И тут же сменил тон – засюсюкал униженно:
– Но она понимает, да, она понимает, что великие сыновья Крона очень заняты. Война со Временем – это ведь так непросто! Великие сыновья Крона могут и не выкроить минутку – навестить старую богиню в ее уединении все втроем. Что ж, тогда – это мне мама сама передала! – тогда пусть у нее погостит хотя бы один. Тот, который хорошо знаком с ее сыновьями, –почтительный, но злобный смешок. – Тот, кого она когда-то познакомила со своей дочкой…
Ата кокетливо хихикнула, теребя выбившийся из высокой прически локон.
«…если я позову…»
– Передай почтенной Нюкте, что звать так громко было необязательно, – тяжело выговорил я. – Я иду.
Брат и сестра – Обман и Злословие – смотрели с неприличным предвкушением. Мом пощелкивал узловатыми пальцами, словно уже кого-то тащил за плечи под землю.
Как торговец едой, у которого досужий покупатель понадкусывал все лепешки с медом, а потом попытался удрать: «Куды?! А платить?»
Куда это ты собрался на войну, Кронид? А расплатиться за ценный совет, который дал вам полтора века передышки?

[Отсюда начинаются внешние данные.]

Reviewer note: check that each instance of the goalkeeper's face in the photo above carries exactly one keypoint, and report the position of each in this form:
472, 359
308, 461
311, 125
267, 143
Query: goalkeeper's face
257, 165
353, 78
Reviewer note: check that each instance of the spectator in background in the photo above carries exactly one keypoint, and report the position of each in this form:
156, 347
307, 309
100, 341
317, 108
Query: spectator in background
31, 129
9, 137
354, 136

Пальцы Ананки больно сжали плечо – опасность!
Нет, это пальцы Зевса. Младший сверлит глазами Мома из-под насупленных бровей, а в голосе у него столько меда, что посланцу Нюкты захлебнуться впору. От зависти.
– Мой брат хотел сказать –
– Да мы уж сколько веков хотели наведаться, – с голоса Посейдона можно было масло сцеживать.

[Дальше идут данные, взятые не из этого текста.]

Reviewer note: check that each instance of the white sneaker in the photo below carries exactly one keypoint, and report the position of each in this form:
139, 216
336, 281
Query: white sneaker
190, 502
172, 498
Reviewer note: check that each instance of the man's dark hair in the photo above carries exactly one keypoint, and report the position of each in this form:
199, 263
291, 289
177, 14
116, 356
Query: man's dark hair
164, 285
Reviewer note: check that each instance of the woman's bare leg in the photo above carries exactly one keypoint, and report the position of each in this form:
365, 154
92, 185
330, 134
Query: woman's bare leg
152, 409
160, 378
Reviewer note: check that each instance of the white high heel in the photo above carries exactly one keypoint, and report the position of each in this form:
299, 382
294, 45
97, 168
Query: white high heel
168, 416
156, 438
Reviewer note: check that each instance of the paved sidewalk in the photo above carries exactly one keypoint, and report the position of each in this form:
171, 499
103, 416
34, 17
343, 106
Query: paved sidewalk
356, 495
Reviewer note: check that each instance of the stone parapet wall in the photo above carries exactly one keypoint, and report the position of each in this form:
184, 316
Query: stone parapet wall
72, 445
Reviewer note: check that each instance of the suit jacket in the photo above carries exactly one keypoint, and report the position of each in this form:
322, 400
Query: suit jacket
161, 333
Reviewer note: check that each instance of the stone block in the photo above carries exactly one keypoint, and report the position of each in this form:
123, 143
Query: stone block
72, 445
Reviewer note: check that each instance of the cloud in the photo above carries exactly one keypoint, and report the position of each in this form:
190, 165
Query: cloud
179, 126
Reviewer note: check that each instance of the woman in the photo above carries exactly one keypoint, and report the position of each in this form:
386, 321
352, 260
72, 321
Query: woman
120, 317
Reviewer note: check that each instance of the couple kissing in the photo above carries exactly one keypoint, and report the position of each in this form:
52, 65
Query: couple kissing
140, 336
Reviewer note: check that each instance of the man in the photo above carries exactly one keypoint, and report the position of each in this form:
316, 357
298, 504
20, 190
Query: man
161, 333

Прошло целых десять тяжелых ударов сердца («Будет! Будет!!»), прежде чем Мом Правдивый Ложью смог опять расплыться в улыбке.
* * *
– Во местечко. И какой ненормальный тут будет жи… да хватит уже пихаться!

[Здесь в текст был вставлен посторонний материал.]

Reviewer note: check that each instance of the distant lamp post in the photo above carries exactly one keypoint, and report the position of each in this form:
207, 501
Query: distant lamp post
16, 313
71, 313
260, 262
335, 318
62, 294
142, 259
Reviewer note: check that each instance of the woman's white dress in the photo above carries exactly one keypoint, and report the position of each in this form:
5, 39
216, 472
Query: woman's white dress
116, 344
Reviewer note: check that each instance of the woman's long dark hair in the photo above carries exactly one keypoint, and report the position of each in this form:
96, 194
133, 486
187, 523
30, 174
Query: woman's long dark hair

Жеребец засопел и поотстал от Зевса: мало ли, вдруг опять локтем в бок прилетит. А Мом-насмешник, сын Ночи, всем затылком выразил, что нет-нет-нет, он ничего не слышал. И вообще, ему не до того: тут торжественная встреча, гостей дорогих провести надо…
Знать бы еще, почему этот гаденыш выбрал путь через Стигийские болота!
Зыбкие тропинки: того и гляди, в трясину нырнут, так и ходят под ногами.
Змеи из-под ног – на каждом шагу. Серые, изумрудные, черные.
Болотные огни – и то непонятно. Может, огни, а может, глаза.
Туман, испарения…
Еще и жильцы сползлись со всех концов: посмотреть на Кронидов. Выстроились вдоль пути и скалят клыки, шуршат хвостами, машут когтями… радуются, заразы.
Не каждый век можно повидать в подземном царстве: Восторг и Ярость!
Восторг – в белом хитоне, синем гиматии, грудь колесом, в волосах – солнце, которого здешние подземелья века не видели. Губы – пурпуром, глаза – звездами: идет, не касаясь болотистой дряни, не пачкая сандалий, вскинув голову. И молчит. Или безошибочно называет местность: вон там еще изгиб Стикса, а вон в той стороне Ахерон, там вон была бы Лета, если бы свернуть, а там вот Коцит… да еще изредка приложит локтем брата – Ярость.